Two bright red triggers live on steering wheel now. They are your M1 and M2 buttons. Each programmable with the exact chassis and powertrain settings you desire. I set one of them up for full attack in AWD mode and the other for full attack in RWD mode. Being able to program your favourite settings to one button is a good thing because there are a lot. 3 levels each for the engine, suspension, and steering weight, and three more for the transmission shift speed.
New this time around is an exhaust button. It’s on by default and it pipes in engine noise through the stereo speakers. Why though?
I get that cabins are quieter inside than they ever were thanks to better sealing and soundproofing, but the fake engine noise should be reserved for simulators. I’m not saying that it sounds bad, but it doesn’t sound very good either.

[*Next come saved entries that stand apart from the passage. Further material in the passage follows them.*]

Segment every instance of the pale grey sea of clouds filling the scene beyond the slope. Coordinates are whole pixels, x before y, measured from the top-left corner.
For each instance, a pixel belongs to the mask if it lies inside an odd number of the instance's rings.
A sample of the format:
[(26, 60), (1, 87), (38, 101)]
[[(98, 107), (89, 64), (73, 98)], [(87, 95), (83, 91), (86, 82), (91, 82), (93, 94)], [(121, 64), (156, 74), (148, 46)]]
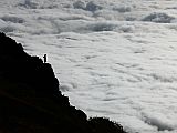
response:
[(1, 0), (0, 31), (54, 66), (90, 116), (177, 132), (175, 0)]

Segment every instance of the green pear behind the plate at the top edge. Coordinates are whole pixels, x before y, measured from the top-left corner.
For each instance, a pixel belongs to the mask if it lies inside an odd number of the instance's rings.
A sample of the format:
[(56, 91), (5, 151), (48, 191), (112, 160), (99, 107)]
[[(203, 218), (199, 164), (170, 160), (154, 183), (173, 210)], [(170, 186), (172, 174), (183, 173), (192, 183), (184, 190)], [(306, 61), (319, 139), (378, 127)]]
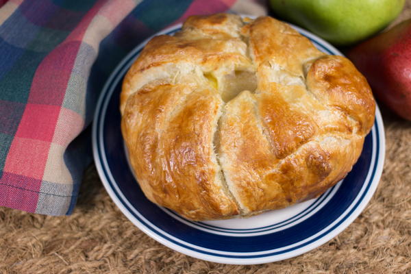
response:
[(405, 0), (270, 0), (279, 18), (346, 46), (384, 29)]

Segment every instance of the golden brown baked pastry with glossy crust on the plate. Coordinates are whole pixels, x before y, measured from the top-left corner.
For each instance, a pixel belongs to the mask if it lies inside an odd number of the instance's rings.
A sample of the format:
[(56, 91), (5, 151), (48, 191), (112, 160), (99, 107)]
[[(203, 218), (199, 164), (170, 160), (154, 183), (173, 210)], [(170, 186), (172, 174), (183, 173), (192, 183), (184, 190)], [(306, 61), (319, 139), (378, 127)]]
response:
[(374, 112), (349, 60), (271, 17), (192, 16), (147, 44), (121, 92), (140, 187), (192, 220), (321, 195), (358, 160)]

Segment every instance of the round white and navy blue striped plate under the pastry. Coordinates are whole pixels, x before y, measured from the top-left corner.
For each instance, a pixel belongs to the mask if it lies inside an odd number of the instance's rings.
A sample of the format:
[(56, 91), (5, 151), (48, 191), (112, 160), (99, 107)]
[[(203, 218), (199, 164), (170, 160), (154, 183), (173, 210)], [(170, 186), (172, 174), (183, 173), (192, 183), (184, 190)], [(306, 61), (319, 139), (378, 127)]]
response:
[[(181, 25), (159, 34), (173, 34)], [(341, 55), (324, 40), (295, 27), (316, 47)], [(384, 127), (377, 108), (360, 159), (347, 177), (321, 197), (247, 219), (193, 222), (145, 198), (132, 172), (121, 136), (121, 82), (148, 40), (117, 66), (105, 84), (95, 112), (92, 141), (97, 170), (114, 203), (143, 232), (188, 256), (227, 264), (284, 260), (323, 245), (364, 210), (382, 174)]]

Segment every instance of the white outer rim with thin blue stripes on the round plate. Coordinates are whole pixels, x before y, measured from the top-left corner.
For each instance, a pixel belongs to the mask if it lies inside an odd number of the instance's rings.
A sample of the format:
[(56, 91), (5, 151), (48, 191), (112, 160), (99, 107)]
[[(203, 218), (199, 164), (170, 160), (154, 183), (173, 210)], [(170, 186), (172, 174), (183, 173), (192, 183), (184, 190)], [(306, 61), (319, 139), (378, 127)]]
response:
[[(319, 43), (319, 45), (329, 49), (330, 51), (333, 51), (335, 53), (338, 53), (338, 55), (343, 55), (338, 51), (335, 47), (330, 45), (328, 42), (325, 40), (319, 38), (318, 36), (315, 36), (314, 34), (306, 31), (305, 29), (301, 29), (300, 27), (297, 27), (295, 25), (289, 24), (295, 29), (297, 29), (301, 34), (304, 34), (308, 38), (315, 40), (316, 42)], [(161, 32), (158, 32), (154, 34), (153, 36), (158, 36), (160, 34), (166, 34), (169, 32), (173, 32), (177, 29), (179, 29), (182, 26), (181, 23), (177, 25), (173, 25), (171, 27), (167, 27), (166, 29), (163, 29)], [(347, 219), (343, 221), (343, 223), (340, 223), (340, 225), (337, 225), (336, 228), (332, 229), (330, 232), (325, 234), (325, 236), (322, 236), (318, 240), (314, 240), (313, 242), (310, 242), (310, 244), (305, 245), (303, 247), (299, 247), (298, 249), (288, 251), (286, 253), (282, 254), (277, 254), (277, 255), (271, 255), (271, 256), (265, 256), (265, 257), (260, 257), (260, 258), (227, 258), (223, 256), (213, 256), (213, 255), (208, 255), (205, 253), (197, 252), (197, 251), (192, 251), (191, 249), (186, 249), (185, 247), (182, 247), (180, 245), (176, 245), (173, 242), (170, 242), (169, 240), (163, 238), (162, 236), (159, 236), (158, 234), (155, 234), (149, 227), (138, 221), (135, 216), (129, 211), (129, 209), (126, 208), (124, 205), (124, 201), (121, 201), (119, 199), (118, 195), (115, 193), (115, 191), (112, 189), (112, 186), (110, 186), (110, 182), (108, 182), (108, 176), (105, 175), (105, 171), (103, 170), (103, 165), (101, 162), (101, 159), (99, 157), (99, 142), (102, 142), (102, 140), (99, 139), (99, 132), (97, 132), (98, 125), (102, 121), (102, 118), (105, 118), (101, 115), (101, 111), (103, 110), (104, 112), (107, 111), (107, 106), (110, 101), (110, 99), (105, 100), (105, 97), (109, 91), (109, 87), (112, 84), (113, 80), (116, 79), (118, 73), (122, 70), (126, 71), (129, 69), (129, 66), (125, 65), (127, 63), (132, 63), (136, 59), (136, 57), (133, 58), (133, 55), (137, 52), (140, 51), (142, 47), (147, 44), (153, 36), (150, 36), (143, 42), (141, 42), (137, 47), (135, 47), (132, 51), (130, 51), (121, 62), (116, 66), (116, 69), (111, 73), (110, 77), (108, 77), (107, 81), (105, 82), (103, 89), (101, 91), (101, 94), (99, 95), (99, 100), (97, 101), (96, 109), (95, 109), (95, 115), (94, 115), (94, 123), (92, 124), (92, 151), (93, 151), (93, 156), (95, 159), (95, 165), (97, 168), (97, 172), (99, 173), (99, 177), (101, 179), (101, 182), (103, 183), (103, 186), (105, 187), (105, 190), (108, 192), (110, 198), (116, 206), (121, 210), (123, 214), (131, 221), (136, 227), (142, 230), (142, 232), (145, 232), (148, 236), (153, 238), (154, 240), (157, 240), (160, 242), (162, 245), (165, 245), (166, 247), (169, 247), (175, 251), (178, 251), (180, 253), (184, 253), (188, 256), (194, 257), (194, 258), (199, 258), (201, 260), (208, 260), (210, 262), (219, 262), (219, 263), (224, 263), (224, 264), (263, 264), (267, 262), (275, 262), (279, 260), (286, 260), (288, 258), (292, 258), (295, 256), (299, 256), (303, 253), (306, 253), (308, 251), (311, 251), (312, 249), (315, 249), (316, 247), (320, 247), (321, 245), (325, 244), (325, 242), (328, 242), (340, 232), (343, 232), (344, 229), (346, 229), (353, 221), (361, 214), (361, 212), (364, 210), (364, 208), (368, 205), (369, 201), (371, 200), (371, 197), (373, 197), (373, 194), (375, 190), (377, 189), (377, 186), (379, 184), (379, 180), (381, 179), (382, 175), (382, 169), (384, 166), (384, 160), (385, 160), (385, 134), (384, 134), (384, 125), (382, 122), (382, 116), (381, 113), (379, 112), (378, 105), (376, 105), (375, 108), (375, 123), (377, 124), (377, 127), (379, 127), (378, 132), (375, 134), (378, 134), (379, 138), (379, 149), (378, 153), (375, 155), (375, 176), (373, 177), (372, 182), (370, 182), (370, 187), (369, 190), (364, 193), (364, 198), (358, 205), (358, 207), (351, 213), (347, 214)], [(112, 92), (110, 93), (110, 98), (112, 96)], [(375, 125), (373, 125), (374, 129)], [(375, 141), (373, 140), (373, 144), (375, 144)], [(370, 167), (371, 169), (371, 167)], [(113, 180), (116, 185), (116, 181)], [(127, 199), (125, 199), (125, 202), (127, 203)], [(130, 205), (131, 206), (131, 205)], [(136, 210), (137, 211), (137, 210)], [(138, 212), (138, 211), (137, 211)], [(145, 219), (144, 216), (140, 214), (140, 217), (142, 219)], [(166, 233), (163, 231), (163, 233)], [(188, 242), (186, 242), (188, 243)], [(188, 243), (189, 244), (189, 243)]]

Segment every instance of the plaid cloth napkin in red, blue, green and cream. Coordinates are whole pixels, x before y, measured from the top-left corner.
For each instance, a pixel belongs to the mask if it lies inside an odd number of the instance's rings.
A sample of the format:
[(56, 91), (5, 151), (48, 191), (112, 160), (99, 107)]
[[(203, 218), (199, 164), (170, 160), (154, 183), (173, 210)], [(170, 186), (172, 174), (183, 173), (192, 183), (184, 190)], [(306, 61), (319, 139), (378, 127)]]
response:
[(91, 160), (105, 79), (160, 29), (193, 14), (262, 15), (246, 0), (0, 0), (0, 206), (71, 214)]

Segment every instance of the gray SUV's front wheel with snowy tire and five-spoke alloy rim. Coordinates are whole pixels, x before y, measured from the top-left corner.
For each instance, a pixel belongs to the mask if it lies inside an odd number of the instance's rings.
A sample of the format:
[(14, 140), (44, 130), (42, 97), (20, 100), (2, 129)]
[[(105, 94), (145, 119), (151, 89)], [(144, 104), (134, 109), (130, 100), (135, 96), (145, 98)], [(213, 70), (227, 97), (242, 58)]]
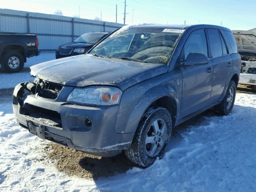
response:
[(162, 158), (169, 145), (172, 134), (172, 118), (168, 110), (162, 107), (149, 108), (135, 133), (126, 157), (142, 167), (154, 163), (156, 157)]

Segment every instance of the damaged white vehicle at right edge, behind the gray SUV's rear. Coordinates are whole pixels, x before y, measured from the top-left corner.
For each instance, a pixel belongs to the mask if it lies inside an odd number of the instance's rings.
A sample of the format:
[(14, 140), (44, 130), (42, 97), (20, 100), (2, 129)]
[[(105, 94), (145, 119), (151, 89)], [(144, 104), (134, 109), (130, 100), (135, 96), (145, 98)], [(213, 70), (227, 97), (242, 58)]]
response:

None of this really matters much because an M5 is meant to be driven, and it does that incredibly well. There aren’t too many places where it can truly stretch its legs, but you can get a taste of what it’s capable of. The power is intoxicating and addictive. The steering is light and fast, turn-in is immediate and the front bites hard in corner entry. The car rotates around your hips, like an office chair but more accurate, a good feeling that inspires confidence. Standard M Compound brakes with 6-piston front and 4-piston rear calipers offer immense stopping power, and never feel taxed.
Faultless is an easy way to describe how this M5 drives. But there’s something missing and it’s hard to put a finger on exactly what it is.
The chassis is so good, so capable, yet you feel isolated. Not a full part of the equation. Like when the 8-speed automatic perfectly executes a series of blipped downshifts or when the AWD system easily takes you around a corner that you entered way too fast. There are many electronic systems at your aid here and the raw nature of M5s past seems distant.
Drive an E39 M5 (2000-2003) with the 6-speed manual transmission and all this makes a bit more sense. That model only had 400 hp but it lived in an era right before technology completely took over and was an example of everything that was good about cars at the time.
Progress is forward marching and unrelenting and this new M5 is a product of that progress and market demands. Bigger, faster, safer, and capable of driving itself in traffic. It’s quieter, more comfortable, has more toys, and can blow the doors of most supercars, and it’s objectively the best M5 yet. Whether that makes it the most desirable one is a question for another day.